中上級障害馬術講習会 開催レポート

平成28年度の中上級障害馬術講習会は、2月18日~19日の2日間にわたり、壬生乗馬クラブにて開催しました。講師である壬生乗馬クラブ代表の鶴見利光氏(以下鶴見先生)の御指導の下、7名の講習生と聴講者1名、計7団体8名が講習会に臨みました。

毎年この講習会では、日本社会人団体馬術連盟主催の競技会に借馬させていただくような馬たちが練習に出てきます。今年も2日間にわたって、素晴らしい競技馬たちによる実戦に近い練習をする事が出来ました。

初日の練習では、輪乗り中の横木(低障害)通過やバウンス飛越の練習などを通して、馬の細かいコントロールや飛越時の騎乗者の姿勢、バランスを意識しました。輪乗りでの横木通過の練習では、円周上に2本の横木を置いて、横木間の間歩を調節する練習をしました。(下図参照)

初めは速歩で通過し、次に駈歩で通過しながら横木間の間歩を調節します。8間歩から始め、7間歩に伸ばしたり9間歩に詰めたりと、輪乗りの形を崩さずに馬の歩度をコントロールすることは難度が高く、皆苦戦しながらの練習となりました。徐々に慣れてきた所で大横木を低障害に変えて同様の練習を行いましたが、輪乗りで単に障害を飛越する事は出来ても、障害間の間歩の調節はなかなか困難で、皆一様に馬のコントロールの難しさを改めて感じていました。

バウンス飛越では、飛越時の騎乗者の正しい姿勢や状態・バランスを維持する練習をしました。飛越中の騎乗者の重心のあり方や、手・脚の位置、随伴など、一人一人にそれぞれアドバイスをいただきました。

 <バウンス飛越練習>

初日の騎乗後には座学があり、ここでは鶴見先生による理論的な障害馬術講義がありました。

「馬にとって騎乗者が邪魔になってしまわない乗り方が一番大切」 座学で何度も講習生に言われた言葉です。そのために必要な事として、以下の4つを挙げられました。
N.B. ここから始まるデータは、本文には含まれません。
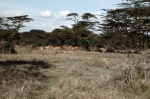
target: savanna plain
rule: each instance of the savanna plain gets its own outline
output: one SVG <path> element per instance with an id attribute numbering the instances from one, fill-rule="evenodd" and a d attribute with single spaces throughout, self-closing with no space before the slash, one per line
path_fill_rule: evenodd
<path id="1" fill-rule="evenodd" d="M 17 48 L 0 54 L 0 99 L 150 99 L 150 55 Z"/>

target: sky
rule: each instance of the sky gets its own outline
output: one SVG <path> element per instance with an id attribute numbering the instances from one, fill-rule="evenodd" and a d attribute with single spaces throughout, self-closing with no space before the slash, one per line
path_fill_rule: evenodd
<path id="1" fill-rule="evenodd" d="M 69 13 L 101 15 L 100 9 L 115 9 L 122 0 L 0 0 L 0 17 L 29 15 L 34 21 L 24 23 L 20 32 L 32 29 L 51 32 L 62 25 L 71 27 L 73 21 L 66 20 Z M 97 21 L 101 18 L 97 16 Z"/>

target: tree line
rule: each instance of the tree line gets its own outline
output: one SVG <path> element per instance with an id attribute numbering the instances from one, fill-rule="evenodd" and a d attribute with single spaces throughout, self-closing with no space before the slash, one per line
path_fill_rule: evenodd
<path id="1" fill-rule="evenodd" d="M 47 33 L 44 30 L 30 30 L 19 33 L 23 23 L 33 21 L 28 15 L 0 18 L 0 52 L 14 52 L 13 45 L 33 44 L 72 45 L 89 50 L 90 47 L 113 47 L 114 49 L 146 50 L 150 47 L 150 1 L 122 0 L 116 9 L 101 9 L 103 21 L 93 21 L 96 14 L 70 13 L 66 20 L 73 21 L 72 27 L 60 26 Z M 100 34 L 96 34 L 100 31 Z"/>

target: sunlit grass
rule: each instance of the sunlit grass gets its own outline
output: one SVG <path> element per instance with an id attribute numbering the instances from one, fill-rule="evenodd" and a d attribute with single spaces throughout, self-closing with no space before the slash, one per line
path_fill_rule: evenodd
<path id="1" fill-rule="evenodd" d="M 118 53 L 25 49 L 1 54 L 1 98 L 11 99 L 148 99 L 149 57 Z M 141 67 L 141 68 L 140 68 Z M 131 71 L 126 83 L 124 72 Z M 133 71 L 133 72 L 132 72 Z M 26 73 L 27 72 L 27 73 Z M 6 73 L 6 72 L 5 72 Z M 12 79 L 12 74 L 16 79 Z M 7 80 L 6 80 L 7 78 Z M 12 82 L 10 86 L 10 81 Z M 132 86 L 132 84 L 134 86 Z M 9 90 L 8 90 L 9 89 Z M 4 91 L 7 90 L 7 91 Z M 134 91 L 136 90 L 136 91 Z M 142 95 L 140 95 L 142 94 Z"/>

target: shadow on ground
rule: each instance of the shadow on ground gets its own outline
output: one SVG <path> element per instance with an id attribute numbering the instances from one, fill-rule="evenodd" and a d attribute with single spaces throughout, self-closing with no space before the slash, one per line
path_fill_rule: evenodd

①騎乗者自身がリラックスした良い状態で馬に騎乗する事

②側対扶助や斜対扶助、減脚など正しい馬への働きかけ(扶助)を心がける事

③良いイメージを持って、良いリズムで走行する事

④自身が騎乗した馬を正しく理解し、適切な運動(フラットワーク)をする事

鶴見先生にこれらについての丁寧な講義とともに、講習生からの質問・疑問に答えてくださいました。また、海外馬術や大障害飛越競技の話など、様々なお話を聞きながら、馬術の世界の奥深さ・面白さをより感じる事が出来たと思います。

<座学の様子>

2日目にはコース走行を含めた実践的な障害飛越練習を行いました。

初日の騎乗での反省点や座学で得た知識を活かし、最初は初日同様輪乗りによる横木通過やバウンスの練習から始まりました。その後、いよいよ実戦的な練習です。障害間の間歩の調節や飛越時の随伴を確認した後、最後に今講習会で学んだ事を総動員して練習コースを走行しました。障害へのアプローチ、馬のコントロール、飛越時の随伴、間歩の調節、踏切の判断など、実戦的なコース走行の練習だからこそ見えてくる各人の課題や反省点、または良い点に対し、鶴見先生は最後まで細かくアドバイスをしてくださいました。

<コース走行の練習>

両日ともに、人馬に大きな怪我など無く、無事講習会は終了しました。鶴見先生の熱血的な御指導の下、とても充実した講習会であったと思います。講習生全員が、両日を通して高いモチベーションを維持したまま、最後まで良い雰囲気で練習に励めていました。それぞれが、多くの新しい知識や経験を得、また、今後のステップアップへの良いきっかけになったのではないでしょうか。

最後になりますが、鶴見先生、そして壬生乗馬クラブ関係者の皆様に感謝いたします。講習生の皆さんもお疲れ様でした。

<ピザを片手に集合写真>

余談になりますが、2日目の練習・手入れ後には鶴見先生が自家製のピザ窯でピザを焼いて振舞ってくださいました! 皆で美味しく頂きました。ありがとうございました。